В первой половине XIX в. Вена оказывается на перекрестке исторических событий и идеологических процессов эпохи. В начале века здесь разворачиваются драматические перипетии наполеоновских войн. А после поражения Наполеона именно в Вене заседает конгресс реакционных правителей Европы и оформляется политическая организация Священного союза. Его идеолог и организатор князь Меттерних на три десятилетия становится некоронованным властителем Западной Европы.

Первым ударом по этой системе явилась Июльская революция 1830 г. в Париже, вырвавшая Францию из оков Священного союза и тем самым впервые серьезно поколебавшая его авторитет и в Австрии, и в других странах Европы. А в марте 1848 г. восставшая Вена показала пример революционного единства рабочих, студентов и радикальной части мелкой буржуазии.
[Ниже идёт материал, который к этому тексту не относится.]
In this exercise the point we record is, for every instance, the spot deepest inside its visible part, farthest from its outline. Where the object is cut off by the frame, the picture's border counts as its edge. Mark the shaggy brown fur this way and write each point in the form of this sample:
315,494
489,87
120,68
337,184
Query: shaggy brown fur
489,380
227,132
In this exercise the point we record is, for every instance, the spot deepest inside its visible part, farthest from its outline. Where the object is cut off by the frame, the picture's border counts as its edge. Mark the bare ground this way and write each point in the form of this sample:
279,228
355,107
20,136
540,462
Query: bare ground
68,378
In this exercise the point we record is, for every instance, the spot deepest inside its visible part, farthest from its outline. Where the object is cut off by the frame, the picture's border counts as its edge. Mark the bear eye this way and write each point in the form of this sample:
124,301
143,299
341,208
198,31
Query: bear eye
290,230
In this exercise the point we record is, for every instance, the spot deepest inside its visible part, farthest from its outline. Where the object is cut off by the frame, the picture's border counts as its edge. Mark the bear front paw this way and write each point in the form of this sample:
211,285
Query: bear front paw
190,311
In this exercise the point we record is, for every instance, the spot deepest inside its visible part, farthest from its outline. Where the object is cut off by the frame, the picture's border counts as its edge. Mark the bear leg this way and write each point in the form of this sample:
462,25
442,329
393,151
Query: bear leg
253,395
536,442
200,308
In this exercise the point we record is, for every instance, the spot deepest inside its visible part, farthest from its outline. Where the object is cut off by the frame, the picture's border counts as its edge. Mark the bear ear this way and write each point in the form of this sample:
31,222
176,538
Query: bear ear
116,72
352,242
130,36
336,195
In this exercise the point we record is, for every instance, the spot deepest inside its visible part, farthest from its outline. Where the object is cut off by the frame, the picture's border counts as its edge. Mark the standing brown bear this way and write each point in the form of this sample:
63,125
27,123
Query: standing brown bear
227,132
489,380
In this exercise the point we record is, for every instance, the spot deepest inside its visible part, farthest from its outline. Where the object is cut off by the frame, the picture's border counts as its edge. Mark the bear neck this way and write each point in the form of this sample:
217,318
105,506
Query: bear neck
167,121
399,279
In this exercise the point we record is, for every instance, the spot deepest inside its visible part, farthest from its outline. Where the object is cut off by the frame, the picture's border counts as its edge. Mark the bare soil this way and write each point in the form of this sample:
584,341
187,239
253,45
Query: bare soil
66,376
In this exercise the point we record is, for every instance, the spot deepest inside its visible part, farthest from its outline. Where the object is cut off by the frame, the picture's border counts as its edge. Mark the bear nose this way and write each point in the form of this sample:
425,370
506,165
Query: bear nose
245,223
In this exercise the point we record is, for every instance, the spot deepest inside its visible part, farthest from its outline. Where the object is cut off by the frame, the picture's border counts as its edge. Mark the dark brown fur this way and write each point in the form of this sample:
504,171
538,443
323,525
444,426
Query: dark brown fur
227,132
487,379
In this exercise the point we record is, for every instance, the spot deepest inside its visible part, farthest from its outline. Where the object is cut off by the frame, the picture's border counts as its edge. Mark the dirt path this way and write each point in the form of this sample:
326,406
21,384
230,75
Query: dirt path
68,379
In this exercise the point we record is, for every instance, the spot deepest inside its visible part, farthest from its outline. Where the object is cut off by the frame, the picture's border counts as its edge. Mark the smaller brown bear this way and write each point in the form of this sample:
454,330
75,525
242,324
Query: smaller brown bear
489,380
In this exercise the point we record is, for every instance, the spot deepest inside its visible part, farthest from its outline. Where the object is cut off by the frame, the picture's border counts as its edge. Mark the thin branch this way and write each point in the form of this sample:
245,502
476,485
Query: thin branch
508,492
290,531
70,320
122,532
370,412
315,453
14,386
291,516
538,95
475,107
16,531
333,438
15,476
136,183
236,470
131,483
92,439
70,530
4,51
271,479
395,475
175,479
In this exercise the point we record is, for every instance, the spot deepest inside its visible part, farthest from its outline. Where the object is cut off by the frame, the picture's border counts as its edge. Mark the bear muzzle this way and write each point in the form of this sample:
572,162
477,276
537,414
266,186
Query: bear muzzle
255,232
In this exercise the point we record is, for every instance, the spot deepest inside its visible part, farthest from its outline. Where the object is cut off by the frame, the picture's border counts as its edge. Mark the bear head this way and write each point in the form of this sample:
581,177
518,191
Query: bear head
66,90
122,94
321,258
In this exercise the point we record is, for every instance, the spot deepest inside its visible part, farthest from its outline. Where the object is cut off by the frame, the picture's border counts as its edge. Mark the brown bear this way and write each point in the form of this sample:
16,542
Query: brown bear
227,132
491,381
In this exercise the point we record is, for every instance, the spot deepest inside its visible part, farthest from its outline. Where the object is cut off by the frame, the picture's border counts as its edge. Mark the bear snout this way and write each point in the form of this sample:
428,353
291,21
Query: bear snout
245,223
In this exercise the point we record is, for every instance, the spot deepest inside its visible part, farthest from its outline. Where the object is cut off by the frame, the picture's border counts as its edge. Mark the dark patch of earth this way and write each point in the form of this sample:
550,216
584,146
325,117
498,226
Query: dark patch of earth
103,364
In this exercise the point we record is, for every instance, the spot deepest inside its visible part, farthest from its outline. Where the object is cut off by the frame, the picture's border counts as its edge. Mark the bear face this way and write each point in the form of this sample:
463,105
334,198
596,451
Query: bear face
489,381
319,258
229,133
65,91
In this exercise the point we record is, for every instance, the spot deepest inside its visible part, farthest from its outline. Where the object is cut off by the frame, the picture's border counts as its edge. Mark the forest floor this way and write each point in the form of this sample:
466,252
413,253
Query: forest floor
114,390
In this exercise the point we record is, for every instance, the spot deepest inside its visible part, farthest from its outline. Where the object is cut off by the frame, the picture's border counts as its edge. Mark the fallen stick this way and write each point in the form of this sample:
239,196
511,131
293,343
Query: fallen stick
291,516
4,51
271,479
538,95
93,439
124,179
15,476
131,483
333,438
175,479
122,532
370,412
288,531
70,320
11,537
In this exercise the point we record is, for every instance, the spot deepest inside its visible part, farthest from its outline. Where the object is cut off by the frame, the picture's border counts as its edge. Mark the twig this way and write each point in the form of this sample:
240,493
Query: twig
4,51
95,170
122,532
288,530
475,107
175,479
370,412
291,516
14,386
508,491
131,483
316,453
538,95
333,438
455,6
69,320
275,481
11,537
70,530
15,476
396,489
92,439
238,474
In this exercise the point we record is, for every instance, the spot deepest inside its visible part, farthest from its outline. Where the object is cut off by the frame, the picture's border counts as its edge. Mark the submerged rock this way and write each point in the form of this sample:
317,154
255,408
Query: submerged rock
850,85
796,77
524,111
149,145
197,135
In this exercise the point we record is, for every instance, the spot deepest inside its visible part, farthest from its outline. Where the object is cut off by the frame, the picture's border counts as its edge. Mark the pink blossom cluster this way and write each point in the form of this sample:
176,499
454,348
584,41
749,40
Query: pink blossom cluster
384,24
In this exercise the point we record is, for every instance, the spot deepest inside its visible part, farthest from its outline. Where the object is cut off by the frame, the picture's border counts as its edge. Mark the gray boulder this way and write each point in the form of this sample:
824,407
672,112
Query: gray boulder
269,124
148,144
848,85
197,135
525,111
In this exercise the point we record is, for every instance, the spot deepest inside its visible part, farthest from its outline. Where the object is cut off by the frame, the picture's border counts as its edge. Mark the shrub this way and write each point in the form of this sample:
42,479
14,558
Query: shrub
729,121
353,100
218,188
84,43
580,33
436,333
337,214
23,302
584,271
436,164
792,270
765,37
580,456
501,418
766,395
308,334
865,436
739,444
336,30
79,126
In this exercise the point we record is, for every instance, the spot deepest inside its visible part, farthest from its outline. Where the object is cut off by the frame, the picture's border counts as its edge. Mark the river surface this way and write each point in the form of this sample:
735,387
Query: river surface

Австрийская литература первой половины XIX в. отражает сложную историческую судьбу своей страны. Хотя пути многих австрийских поэтов и писателей не раз перекрещивались с путями их собратьев по перу и в других немецких землях, все же у австрийской литературы был собственный путь.

Иначе, чем в Германии, складывался романтизм. Он не повторял этапов немецкой романтической школы с ее спорами и борьбой эстетических концепций, австрийские писатели не уделяли большого внимания теории. Австрия почти не знала романтической прозы, так богато представленной в немецкой литературе. Само возникновение романтизма не воспринималось в Австрии как литературная революция — не только потому, что он здесь возник позднее, уже после того, как отшумел в Германии и Англии. Существеннее то, что он не означал крутой ломки в художественных вкусах. Австрия не знала в XVIII в. развитой просве ительской литературы и эстетики, и романтизм в австрийской литературе не был непосредственной реакцией на Просвещение, хотя по сути своей, конечно, развивался как явление, антагонистическое комплексу просветительских идей. Не знала Австрия и жарких споров между романтизмом и классицизмом. Хотя в придворном театре Вены в XVIII в. традиционно выступала французская труппа и классицизм официально поощрялся, он не получил развития, и, когда в этом же театре стала выступать национальная труппа (положившая начало знаменитому Бургтеатру), классицистическая драматургия вскоре сошла со сцены и уступила место комедии, опиравшейся на богатую традицию народного фарса. Сближение с народной сценой, в частности с традицией венского зингшпиля, происходило и в музыкальном театре, прежде всего в творчестве Моцарта. Существенно также и то, что в изобразительном искусстве и в народном театре прочно держались до начала XIX в. традиции барокко. У Раймунда, в частности, не всегда легко отличить барочные черты от романтических. Не случайно также одним из предшественников австрийского романтика Ленау называют силезского поэта барокко А. Грифиуса.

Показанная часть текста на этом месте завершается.